Michel LAMBERT, Cinq jours de bonté, Editions Le beau jardin, Collection L’Herbier, 2023

Ce 11 octobre, l’auteur a été invité par la librairie Chantelivre de Tournai dans le cadre de la Fureur de lire. C’est ainsi que j’ai découvert Michel Lambert à travers ce roman. Il a déjà publié de nombreux livres, dont deux sont réédités par Espace Nord (la collection patrimoniale de la littérature belge) et a obtenu le prix Rossel en 1988. Voici quelques propos échangés avec lui, sur ce roman en particulier et sur sa manière d’écrire.

Pour le cadre et son couple de personnages, Michel Lambert s’est inspiré des ateliers d’écriture qu’il a animés dans un centre de santé mentale à Bruxelles, du couple formé par Francis Scott et Zelda Fitzgerald, qui s’étaient séparés après leur retour d’Europe dans les années 1920 (Zelda étant internée dans un hôpital psychiatrique) et qui avaient tenté de se retrouver lors de quelques jours à Cuba (une tentative de réconciliation ratée).

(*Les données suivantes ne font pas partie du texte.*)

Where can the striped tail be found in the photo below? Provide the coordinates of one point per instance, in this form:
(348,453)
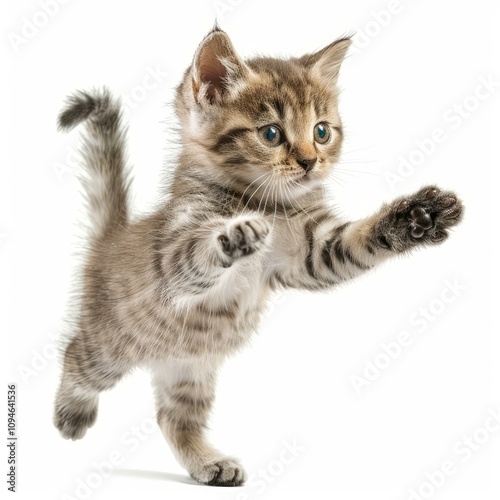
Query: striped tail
(105,181)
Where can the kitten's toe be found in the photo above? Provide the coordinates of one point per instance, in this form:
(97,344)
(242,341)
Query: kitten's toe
(74,423)
(223,472)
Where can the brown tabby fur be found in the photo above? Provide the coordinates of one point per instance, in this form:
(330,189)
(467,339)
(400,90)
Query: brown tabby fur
(181,289)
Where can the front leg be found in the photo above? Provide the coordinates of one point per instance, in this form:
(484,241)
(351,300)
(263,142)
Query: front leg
(197,257)
(332,252)
(184,392)
(419,219)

Il plante son décor dans un hôtel d’Ostende bien réel (dont il a bien sûr changé le nom), proche du Casino, avec une hôtesse d’accueil aussi chaleureuse que la Lieve du roman ; la ville est très vraisemblable elle aussi, mais il a pris quelques libertés avec la réalité. La météo, la ville ont leur importance que l’art : le petit tableau de Poliakoff, la couverture avec le tableau de Hopper, le peintre James Ensor, peintre ostendais dont on retient surtout les masques, bien typiques également du roman.

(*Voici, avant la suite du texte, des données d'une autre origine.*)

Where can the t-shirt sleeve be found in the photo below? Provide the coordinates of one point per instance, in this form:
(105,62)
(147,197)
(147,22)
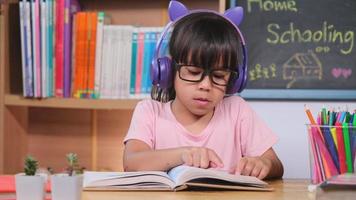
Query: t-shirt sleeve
(141,126)
(255,136)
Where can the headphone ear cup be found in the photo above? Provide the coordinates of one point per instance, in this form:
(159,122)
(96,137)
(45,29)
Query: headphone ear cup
(239,83)
(165,72)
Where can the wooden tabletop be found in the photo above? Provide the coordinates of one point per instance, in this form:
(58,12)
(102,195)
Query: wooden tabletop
(284,189)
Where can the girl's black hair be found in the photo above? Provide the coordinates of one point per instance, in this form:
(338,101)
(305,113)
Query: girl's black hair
(202,39)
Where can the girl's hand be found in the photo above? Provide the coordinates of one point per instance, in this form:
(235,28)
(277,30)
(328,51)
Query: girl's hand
(201,157)
(254,166)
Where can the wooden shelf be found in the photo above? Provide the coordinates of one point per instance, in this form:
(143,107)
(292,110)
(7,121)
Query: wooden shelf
(18,100)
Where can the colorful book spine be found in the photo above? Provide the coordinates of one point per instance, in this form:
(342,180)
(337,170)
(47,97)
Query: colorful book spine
(44,50)
(23,49)
(70,7)
(59,82)
(98,53)
(139,62)
(50,48)
(92,29)
(36,47)
(133,61)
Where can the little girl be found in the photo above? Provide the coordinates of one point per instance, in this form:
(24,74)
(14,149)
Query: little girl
(191,119)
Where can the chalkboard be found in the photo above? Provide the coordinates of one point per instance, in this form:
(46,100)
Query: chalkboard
(300,48)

Michel Lambert écrit sans plan défini à l’avance. Il compare l’écriture d’un roman à la conduite d’une voiture : on ne prend pas tous les autostoppeurs ni toutes les personnes rencontrées sur la route. Les choix opérés permettent des relances. Pour lui, un personnage très sensible en littérature est le temps qui passe : c’est ainsi que le format du roman s’est imposé, de même que le point de vue interne, intime, par le personnage de Thomas. Pour l’auteur, un livre a trois auteurs : l’écrivain, le personnage principal (qui doivent s’accepter l’un l’autre) et le lecteur. Pour bien écrire, dit-il, il faut lire de bons livres où l’auteur ne nous dit pas tout. Il faut des métaphores : par exemple, dans le roman, le personnage qui vient frapper à la porte de Thomas et Raya en pleine nuit et à qui ils n’ouvrent pas est la métaphore du mystère à préserver, de tout ce que l’on ne doit pas nécessairement savoir.

« On écrit à deux mains : la main du subconscient et la main rêveuse de la poésie. » C’est sur cette magnifique phrase de Michel Lambert que je referme ce billet.